Reflections on the classification of 'electric' FIBCs

The situation concerning electrostatic charging and discharging of FIBCs is comparable to the dilemma that confronted the industry 25 years ago with regard to permissible safe working loads for FIBCs. At that time there were still no standards for testing and certifying safe working loads, but test houses such as LABORDATA were already in existence which had developed their own internal test methods. At that time in the 1970s this was an acceptable state of affairs. However, as FIBCs began to be more widely used, an urgent need arose to establish standards for the new product. Cooperation between the industry and the few test houses which had already concerned themselves in this matter led to the creation of national and international regulations which are still valid to this day.
  The well known FIBC categories were introduced in the early `80s for non-dangerous goods.
They differ in their safety factors (SF): single trip FIBCs (SF 5:1) and two kinds of multitrip FIBCs (SF 6:1 and SF 8:1). Later followed the categories for dangerous goods FIBCs. These differentiations have proved worthwhile and people working with FIBCs would not consider dispensing with them.
  Astonishingly, electrostatic problems of FIBCs became the focus of attention much later. To this day there are still no obligatory standards dealing with this important matter. This is all the more surprising since the hazard of electrostatic discharge has always been present ever since FIBCs first came on the scene. It is even more surprising that until now there have not been any major electrostatic accidents.
  This happy state of affairs certainly partly explains why the elaboration of standards for testing and certification of the electric properties of FIBCs were neglected.
In the absence of obligatory standards, regulations have been developed through a cooperative effort between the industry and certain competent test houses. Meanwhile these regulations are generally recognised although they are not enforceable. As in the field of mechanical properties of FIBCs, so with electrical properties certain categories have been established. These are orientated towards the potential degree of hazard that exists in the areas of the FIBC filling and discharge stations. Hazardous areas are places where an explosive atmosphere is present, or may be expected to be present, in quantities such as to require special precautions for the construction, installation and use of special safety equipment.
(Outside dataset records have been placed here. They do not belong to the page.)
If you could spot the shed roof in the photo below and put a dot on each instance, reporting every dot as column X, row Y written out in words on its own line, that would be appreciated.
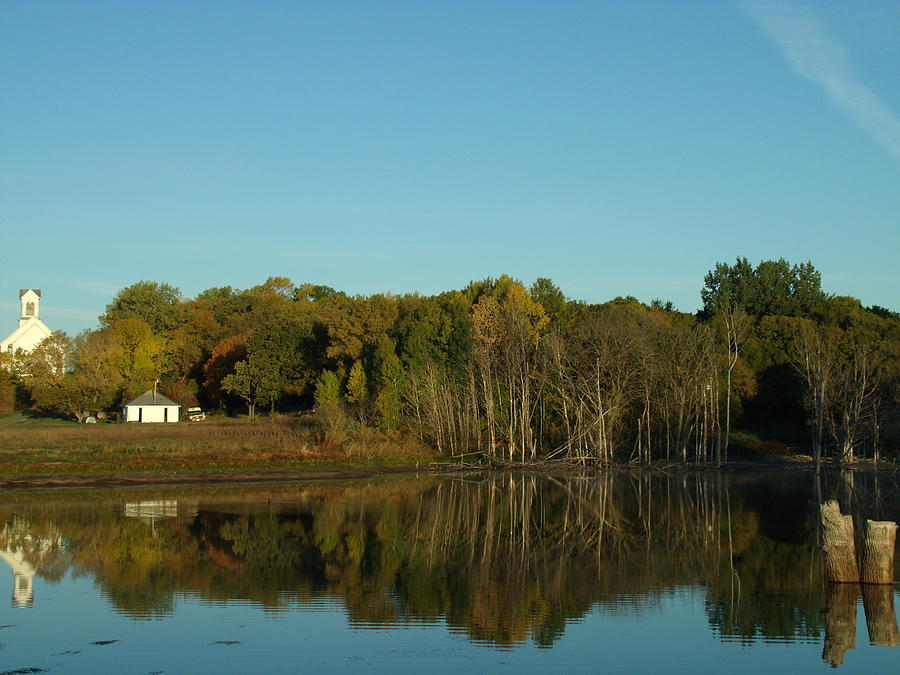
column 151, row 397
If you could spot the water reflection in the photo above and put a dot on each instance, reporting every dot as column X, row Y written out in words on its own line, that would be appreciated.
column 501, row 558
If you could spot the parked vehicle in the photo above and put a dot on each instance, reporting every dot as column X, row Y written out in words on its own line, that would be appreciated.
column 196, row 415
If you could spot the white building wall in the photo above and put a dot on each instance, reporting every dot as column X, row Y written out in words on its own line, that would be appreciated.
column 26, row 337
column 151, row 413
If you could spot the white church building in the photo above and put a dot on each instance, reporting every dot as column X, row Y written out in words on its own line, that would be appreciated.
column 31, row 329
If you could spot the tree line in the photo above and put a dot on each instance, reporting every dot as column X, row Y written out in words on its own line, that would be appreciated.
column 503, row 370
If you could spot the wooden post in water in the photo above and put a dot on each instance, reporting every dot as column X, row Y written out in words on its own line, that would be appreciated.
column 878, row 601
column 838, row 545
column 840, row 622
column 878, row 553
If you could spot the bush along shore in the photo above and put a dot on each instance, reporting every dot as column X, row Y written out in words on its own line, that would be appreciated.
column 497, row 372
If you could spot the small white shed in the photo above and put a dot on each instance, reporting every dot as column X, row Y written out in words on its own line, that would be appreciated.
column 151, row 407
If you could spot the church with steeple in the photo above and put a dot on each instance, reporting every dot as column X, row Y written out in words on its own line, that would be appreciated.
column 31, row 329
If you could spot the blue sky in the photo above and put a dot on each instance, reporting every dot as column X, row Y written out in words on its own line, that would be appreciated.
column 615, row 147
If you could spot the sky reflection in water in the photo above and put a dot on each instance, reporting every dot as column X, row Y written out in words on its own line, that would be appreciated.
column 498, row 571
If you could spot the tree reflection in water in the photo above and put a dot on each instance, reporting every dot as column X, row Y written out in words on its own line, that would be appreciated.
column 501, row 557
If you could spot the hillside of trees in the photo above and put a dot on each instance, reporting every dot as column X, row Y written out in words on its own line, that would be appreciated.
column 502, row 370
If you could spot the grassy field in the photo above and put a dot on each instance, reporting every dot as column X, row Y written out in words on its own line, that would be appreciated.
column 31, row 446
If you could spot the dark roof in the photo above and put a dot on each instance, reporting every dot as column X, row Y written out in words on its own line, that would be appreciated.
column 151, row 398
These area are classified into hazardous zones based upon the frequency of the occurrence and duration of an explosive gas or dust atmosphere (zones 0, 1, 2 and 20, 21 and 22 - see table below).

The zones 0, 1 and 2 are places in which an explosive atmosphere consisting of a mixture with air of flammable substances in the form of gas, vapour or mist
is present continuously, for long periods or frequently zone 0
is likely to occur in normal operation occasionally zone 1
is not likely to occur in normal operation but, if it does occur, will persist for a short period only zone 2
The zones 20, 21 and 22 are places in which an explosive atmosphere in the form of a cloud of combustible dust in the air
is present continuously, for long periods or frequently zone 20
is likely to occur in normal operation occasionally zone 21
is not likely to occur in normal operation but, if it does occur, will persist for a short period only zone 22

First there were three types of FIBC (A, B and C) but later a fourth (D) came along. These categories have become well established in people's minds so that everybody coming into contact with FIBCs can deal with them. It therefore makes good sense to embody this experience in future standards. The FIBC types are assigned to the various zones as shown in the table opposite.
  Naturally many differentiations in categories increase the risks of mistakes and misinterpretations. For this reason, some people are proposing to abandon the electric categories for FIBCs mentioned above and to reduce the gradation radically. 
According to those who advocate this simplification, there should be just two types: FIBCs without electric and those with electric properties. Therefore, logically, all 'electric' FIBCs would need to be designed for maximum demands. The use of such a uniform type would without doubt be an advantage. Such FIBCs could be utilised without special considerations in all hazardous zones where FIBCs are allowed. The measures required by the user for assessing the risk potential at the place of filling or emptying (with regard to selecting the correct FIBC type) would be far more straightforward.  At first glance the idea is appealing. However, when one considers the matter more closely important economic arguments indicate otherwise. All FIBCs would have to be subjected to the same rigorous testing procedure. The expense of testing and certification as well as production costs would rise considerably. In the zones of low danger (which are very much in the majority) the same expensive FIBCs would have to be used as in the zones of highest danger. I am sure that the majority of manufacturers and users would protest vehemently against this economic nonsense.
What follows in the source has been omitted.